Further compounding the issue is that many clinical courses employ lead instructors with a team of teachers working in the same course section in the LMS, and many colleges and universities hire faculty or subject matter experts to develop a course while other faculty members teach it. Most often, the course designer is responsible for the course content and organization and the course facilitator is responsible for the course instruction and grading. These are very different teaching tasks, and yet, students almost exclusively fill out end-of-semester surveys with the course facilitator in mind whether they were responsible for course content and/or organization or not.
Utilization of the rhetorical triangle framework falls apart with learning analytics. This is predominantly because we are now analyzing the context along with multiple contributing factors. Each assignment submission, time spent on a quiz, webpage visited and more are constantly tracked in the system. It is difficult to even articulate a direct correlation as you would in a physical classroom. There is a wealth of past research that correlates regular attendance with higher grades and learning outcomes, but even if we track a student’s time spent in a course, it is difficult to tell if students are actively learning or watching TikTok on their phones.
Simple rhetorical analysis requires us to ask these questions: who is the author, who is the audience, and what is the message? Running one simple report on student time spent in course does not necessarily answer these questions. We need to be highly intentional with this new wave of faculty evaluation, which is what learning analytics will undoubtedly become. Time spent in a course applies to instructors as well as students, and when administrators have access to these learning analytics and can compare one faculty member with another in the same program, we enter a new world of quantitative assessment that stands in stark contrast to the qualitative assessment of solo teacher observations of the past.
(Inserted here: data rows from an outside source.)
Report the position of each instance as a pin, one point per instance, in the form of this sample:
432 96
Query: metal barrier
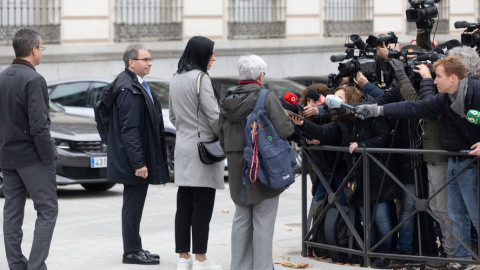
333 200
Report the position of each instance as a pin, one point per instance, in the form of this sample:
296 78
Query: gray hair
470 59
250 67
24 41
132 52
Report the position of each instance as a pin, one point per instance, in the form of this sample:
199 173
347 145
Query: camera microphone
315 96
335 102
473 116
461 24
337 58
292 99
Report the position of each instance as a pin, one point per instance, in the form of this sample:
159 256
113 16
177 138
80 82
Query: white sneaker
184 264
206 265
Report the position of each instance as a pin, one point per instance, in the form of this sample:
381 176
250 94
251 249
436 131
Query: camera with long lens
410 62
422 10
374 41
469 39
361 59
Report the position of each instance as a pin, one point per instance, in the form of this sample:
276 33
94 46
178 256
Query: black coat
371 132
136 136
24 118
455 132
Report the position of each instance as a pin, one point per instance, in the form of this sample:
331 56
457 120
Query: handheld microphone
292 99
316 97
335 102
473 116
337 58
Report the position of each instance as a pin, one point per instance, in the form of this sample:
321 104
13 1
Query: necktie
145 85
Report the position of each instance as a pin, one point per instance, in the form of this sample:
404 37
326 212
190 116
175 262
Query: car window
96 93
161 89
71 94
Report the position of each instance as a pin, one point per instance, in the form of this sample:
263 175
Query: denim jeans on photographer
382 226
405 233
462 202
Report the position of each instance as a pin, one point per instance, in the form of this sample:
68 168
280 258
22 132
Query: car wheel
170 143
298 155
98 186
1 185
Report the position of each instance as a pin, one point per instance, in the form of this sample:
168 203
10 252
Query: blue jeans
382 226
405 233
462 202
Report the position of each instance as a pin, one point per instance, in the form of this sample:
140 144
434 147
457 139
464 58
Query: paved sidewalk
88 231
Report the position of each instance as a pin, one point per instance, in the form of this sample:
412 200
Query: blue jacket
455 132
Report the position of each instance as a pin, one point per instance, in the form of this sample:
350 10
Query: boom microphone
473 116
316 97
337 58
292 99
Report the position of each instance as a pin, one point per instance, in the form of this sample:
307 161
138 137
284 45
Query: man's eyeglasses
144 59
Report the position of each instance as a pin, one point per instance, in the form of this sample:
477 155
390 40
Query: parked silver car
78 96
82 158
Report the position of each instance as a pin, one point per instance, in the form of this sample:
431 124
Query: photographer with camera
458 94
348 130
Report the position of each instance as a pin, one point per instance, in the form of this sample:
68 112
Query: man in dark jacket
254 219
27 153
458 94
136 146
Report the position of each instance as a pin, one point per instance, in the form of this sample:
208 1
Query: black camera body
362 59
422 12
469 39
374 41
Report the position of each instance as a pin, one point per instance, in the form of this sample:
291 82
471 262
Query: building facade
296 37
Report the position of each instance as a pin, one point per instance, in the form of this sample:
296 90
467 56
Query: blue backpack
268 157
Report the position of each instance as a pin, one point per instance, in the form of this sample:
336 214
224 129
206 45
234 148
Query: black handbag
209 152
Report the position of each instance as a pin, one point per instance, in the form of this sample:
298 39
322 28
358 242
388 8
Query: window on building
42 16
346 17
442 22
143 20
256 19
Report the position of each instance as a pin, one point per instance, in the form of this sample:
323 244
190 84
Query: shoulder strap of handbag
199 79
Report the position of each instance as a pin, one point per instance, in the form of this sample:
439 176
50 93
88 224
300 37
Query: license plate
98 162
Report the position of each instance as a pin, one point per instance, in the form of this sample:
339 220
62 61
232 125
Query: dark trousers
132 210
194 210
37 180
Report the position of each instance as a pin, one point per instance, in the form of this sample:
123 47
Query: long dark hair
196 55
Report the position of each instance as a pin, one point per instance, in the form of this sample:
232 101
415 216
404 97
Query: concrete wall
87 47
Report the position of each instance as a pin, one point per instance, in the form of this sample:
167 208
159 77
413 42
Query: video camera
374 41
362 59
469 39
422 12
410 63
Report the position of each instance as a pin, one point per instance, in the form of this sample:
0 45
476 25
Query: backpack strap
262 97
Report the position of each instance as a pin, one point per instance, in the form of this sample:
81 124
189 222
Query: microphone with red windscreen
318 98
292 99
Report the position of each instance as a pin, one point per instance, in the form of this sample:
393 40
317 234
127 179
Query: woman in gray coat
196 181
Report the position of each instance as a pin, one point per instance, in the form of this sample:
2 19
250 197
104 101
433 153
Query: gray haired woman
254 219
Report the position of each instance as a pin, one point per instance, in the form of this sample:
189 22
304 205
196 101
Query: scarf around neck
458 98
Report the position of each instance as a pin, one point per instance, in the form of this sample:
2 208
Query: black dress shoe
139 257
151 255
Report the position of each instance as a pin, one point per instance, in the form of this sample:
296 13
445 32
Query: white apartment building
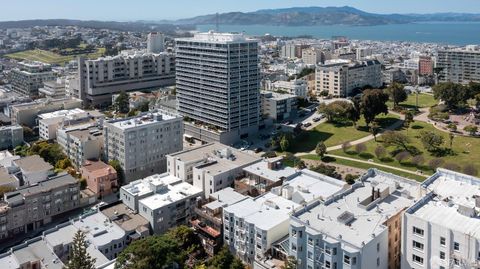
49 123
10 136
339 77
29 77
442 230
81 142
459 65
211 167
312 56
252 226
359 228
155 42
278 106
164 200
99 79
297 87
218 85
141 143
53 88
27 113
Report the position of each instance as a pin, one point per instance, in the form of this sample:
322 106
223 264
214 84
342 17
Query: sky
127 10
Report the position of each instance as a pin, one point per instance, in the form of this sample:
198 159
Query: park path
376 164
367 138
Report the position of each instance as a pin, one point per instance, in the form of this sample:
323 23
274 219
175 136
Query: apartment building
101 178
359 228
459 65
339 77
164 200
155 42
49 123
218 85
10 136
27 78
425 66
253 227
141 143
442 230
30 208
211 167
32 169
208 219
27 113
278 106
53 89
99 79
81 142
312 56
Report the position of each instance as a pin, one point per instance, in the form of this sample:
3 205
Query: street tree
431 141
79 257
373 103
397 93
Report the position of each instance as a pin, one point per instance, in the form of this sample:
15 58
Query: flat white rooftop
452 203
148 185
215 158
355 217
215 37
170 194
265 212
225 197
142 120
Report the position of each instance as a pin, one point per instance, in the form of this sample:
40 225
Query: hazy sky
173 9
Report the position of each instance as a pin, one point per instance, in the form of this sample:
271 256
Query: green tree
373 103
321 149
122 103
471 129
396 139
284 143
290 263
380 152
79 257
144 107
452 126
374 129
431 141
451 93
397 93
338 111
120 173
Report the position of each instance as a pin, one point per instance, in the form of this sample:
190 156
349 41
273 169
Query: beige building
30 208
27 113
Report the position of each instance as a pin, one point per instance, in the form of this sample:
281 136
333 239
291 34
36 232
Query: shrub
435 163
402 156
380 152
470 169
359 148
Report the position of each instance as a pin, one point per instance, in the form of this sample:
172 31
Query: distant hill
295 16
140 26
305 16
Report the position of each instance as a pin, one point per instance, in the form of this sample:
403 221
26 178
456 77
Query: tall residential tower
217 79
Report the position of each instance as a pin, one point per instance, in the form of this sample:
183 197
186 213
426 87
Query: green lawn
50 57
464 148
424 100
336 134
368 166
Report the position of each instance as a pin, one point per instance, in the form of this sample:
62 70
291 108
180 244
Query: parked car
258 150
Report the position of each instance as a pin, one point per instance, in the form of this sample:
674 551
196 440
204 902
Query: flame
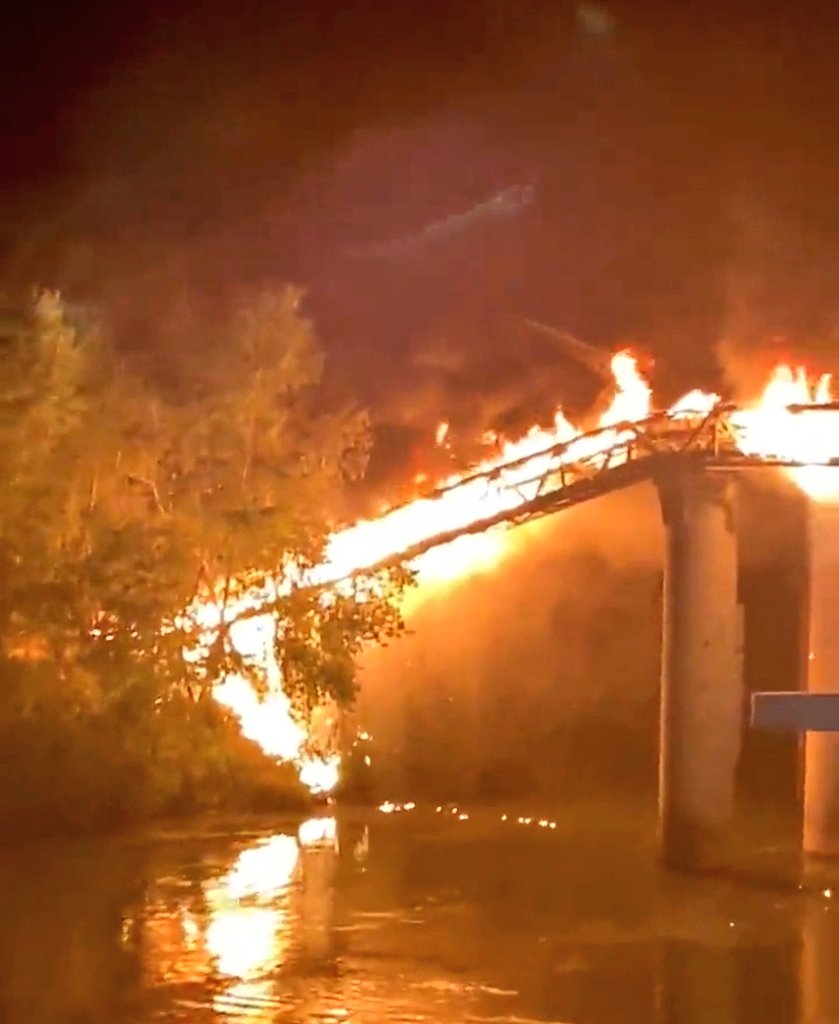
768 429
772 430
Faculty motivation, compassion, and engagement can be scrutinized in entirely new ways via learning analytics, so we need to be proactive in thinking about how to leverage these reports to improve faculty teaching, course development, and student outcomes. While the implementation of learning analytics in higher education has clear benefits for students, instructors, administrators, and researchers, there are immediate concerns about the effect “Big Data” has on student privacy, autonomy, and informed consent and long-term concerns about faculty simulating data to boost their overall analytics scorecard, especially where performance-based funding or priority course assignments might be factors. History has taught us what teachers desperate to help their schools and students can resort to concerning PBF as seen in the Atlanta Public Schools cheating scandal. While the weaponization of learning analytics in faculty evaluation is a bleak prospect, we need to pave the way now for how we can use this evolving form of evaluation so that it becomes a sustainable practice for improving teaching and learning rather than an emergent mechanism for further blaming teachers in an increasingly data-driven world.